We’re one day closer to Easter, and I can’t seem to get out of the rut of teaching this week. Please hang in there with me – I’ll get back to personal stories, but so much is going on in my life with faith issues, that I really feel the need to share with you. Perhaps that’s because our weekly Bible study starts on Thursday night, May 5th, and I am starting to get amped up about it. In any event, as I focus on this Easter week, I can’t help but think of things that are important to know about the Christian faith.
Another reason I am thinking about this tonight is that earlier today I was speaking with a friend of mine who really does not want anything to do with religion – of any kind. Now I have known Bill for almost thirty years, but for some reason, today, he seemed more resolute than ever about the fact that God does not exist. In fact, for the first time ever, I heard someone refer to themselves as an anti-theist – not just an agnostic, or an atheist, but an anti-theist. And I was sad for my friend.
Now, for those of you who may not know the differences, let me explain. An agnostic is someone who just does not know, and can not affirm or deny the existence of God. The word comes from the Greek “ginosko” which means “to know beyond all doubt” and became the root of the gnostic movement of the first century. The prefix “ag”, in the Greek, means “not”, so in short, we have an agnostic as someone who “does not know” whether God exists. On the other hand, an atheist is one who does not believe in God. Again, from the Greek, “a” means “without” and “theos” (the root of theist) is God. Therefore, we have someone who lives “without God”. Sad, isn’t it?
But it gets even worse. Bill called himself an anti-theist. From above, we already know that “theos” means God, but what about the “anti” part? You guessed it – again from the Greek origins, “anti” has two meanings – either “against” or “in place of”. In either case, we are left with someone who is “against God”, or worships something “in place of God”. (Think antichrist from Revelation, for example.) This just about blew my mind when we spoke today. Now I know that to argue with him, or to try and convince him of the need to have faith and eternal life in Jesus Christ is just about futile. I have been around the block with him on those issues, and he has suffered the loss of his wife to cancer, and even has a minister in the family who has sparred with my friend for many years – all to no avail.
And I don’t think that this is a case of anger with God – Bill just does not see any evidence that God exists. And as you have heard me say before, at some point in your spiritual walk, it is necessary to take a step, not even a leap, of faith. For some reason, he can’t get there from here. Oddly, I have a peace about it; and I realize that may sound strange to you. Certainly, I don’t want him to spend eternity in hell; or to never know the saving grace of Jesus Christ, but this is going to take God working on his heart, through the agency of the Holy Spirit, before he can even possibly accept Christ as his Lord and Savior.

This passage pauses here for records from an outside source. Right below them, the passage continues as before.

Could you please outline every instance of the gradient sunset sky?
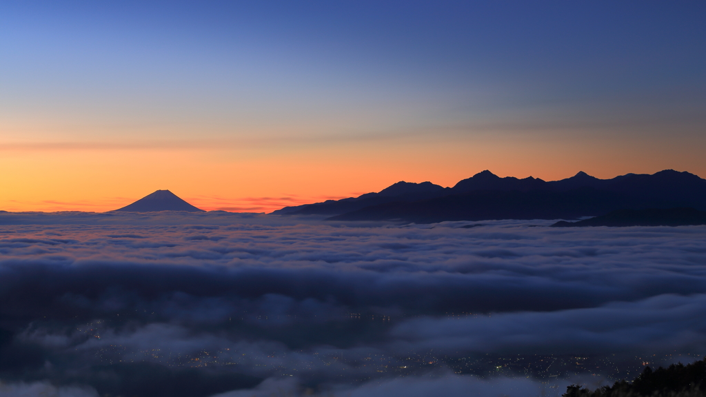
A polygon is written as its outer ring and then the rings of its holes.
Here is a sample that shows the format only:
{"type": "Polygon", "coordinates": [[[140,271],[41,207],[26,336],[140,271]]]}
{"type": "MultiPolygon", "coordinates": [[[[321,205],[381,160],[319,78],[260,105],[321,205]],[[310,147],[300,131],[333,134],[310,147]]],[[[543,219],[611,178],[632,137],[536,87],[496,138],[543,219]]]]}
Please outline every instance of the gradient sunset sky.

And this brings me to another point; and that is that only God can save. I really have a problem with people who tell me how many people they have “saved”. Because in my mind, the answer is always zero. No human being has ever saved anyone – although God may have used them to bring the Good News of Jesus Christ to the unsaved. But saving – that is a God sized job, and we just can’t do that.
Although it took me a long time to get here tonight, this brings me to this evening’s verse. And it’s a great one, from Ephesians 3:14-19, “For this reason I kneel before the Father, from whom his whole family in heaven and on earth derives its name. I pray that out of his glorious riches he may strengthen you with power through his Spirit in your inner being, so that Christ may dwell in your hearts through faith. And I pray that you, being rooted and established in love, may have power, together with all the saints, to grasp how wide and long and high and deep is the love of Christ, and to know this love that surpasses knowledge—that you may be filled to the measure of all the fullness of God.”

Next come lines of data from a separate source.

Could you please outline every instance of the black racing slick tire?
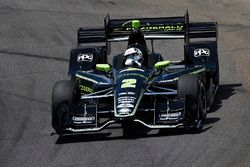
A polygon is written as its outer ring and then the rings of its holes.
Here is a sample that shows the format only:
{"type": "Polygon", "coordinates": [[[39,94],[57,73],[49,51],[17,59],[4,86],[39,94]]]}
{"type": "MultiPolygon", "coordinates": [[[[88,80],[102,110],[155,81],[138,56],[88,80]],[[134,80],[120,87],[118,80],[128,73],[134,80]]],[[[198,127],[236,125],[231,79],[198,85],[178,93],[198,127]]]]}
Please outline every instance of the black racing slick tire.
{"type": "Polygon", "coordinates": [[[56,133],[65,130],[69,105],[74,101],[74,82],[63,80],[55,83],[52,93],[52,127],[56,133]]]}
{"type": "Polygon", "coordinates": [[[185,127],[191,131],[202,130],[207,114],[207,98],[200,75],[181,76],[178,80],[178,96],[185,98],[185,127]]]}

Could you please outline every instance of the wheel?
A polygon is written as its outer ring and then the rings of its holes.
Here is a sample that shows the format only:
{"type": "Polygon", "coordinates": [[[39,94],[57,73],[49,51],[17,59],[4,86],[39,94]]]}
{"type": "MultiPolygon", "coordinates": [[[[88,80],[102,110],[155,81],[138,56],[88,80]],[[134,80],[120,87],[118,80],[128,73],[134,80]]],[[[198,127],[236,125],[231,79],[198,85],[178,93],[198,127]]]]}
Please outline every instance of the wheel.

Now, at the risk of teaching one additional minute, note that I have highlighted “know” in the Scripture. I thought that you might appreciate that this is the word “ginosko” from the Greek, which I explained above. In other words, Paul wants us “to know with certainty beyond any doubt” the love of Christ that surpasses knowledge. And I can rest in that – so can you!

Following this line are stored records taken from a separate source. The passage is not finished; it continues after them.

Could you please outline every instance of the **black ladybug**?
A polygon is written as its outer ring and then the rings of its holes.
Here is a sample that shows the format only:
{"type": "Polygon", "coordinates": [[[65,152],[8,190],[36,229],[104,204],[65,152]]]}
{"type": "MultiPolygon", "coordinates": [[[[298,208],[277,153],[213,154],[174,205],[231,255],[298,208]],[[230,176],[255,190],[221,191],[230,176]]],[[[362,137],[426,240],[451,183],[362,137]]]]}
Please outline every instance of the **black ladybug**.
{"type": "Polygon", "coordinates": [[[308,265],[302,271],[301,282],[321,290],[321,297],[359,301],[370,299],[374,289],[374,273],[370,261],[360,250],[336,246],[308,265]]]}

So my encouragement is that you have a God who loves you beyond your understanding and knowledge; and my prayer is that my friend may come to have that kind of knowledge some day. So, if you have a moment, maybe you can shoot up a quick prayer that the Holy Spirit may continue the work of softening my friend’s heart so that when God sees fit, we can welcome another member into the eternal community of Jesus Christ, Lord and Messiah. Have a great day in the Lord!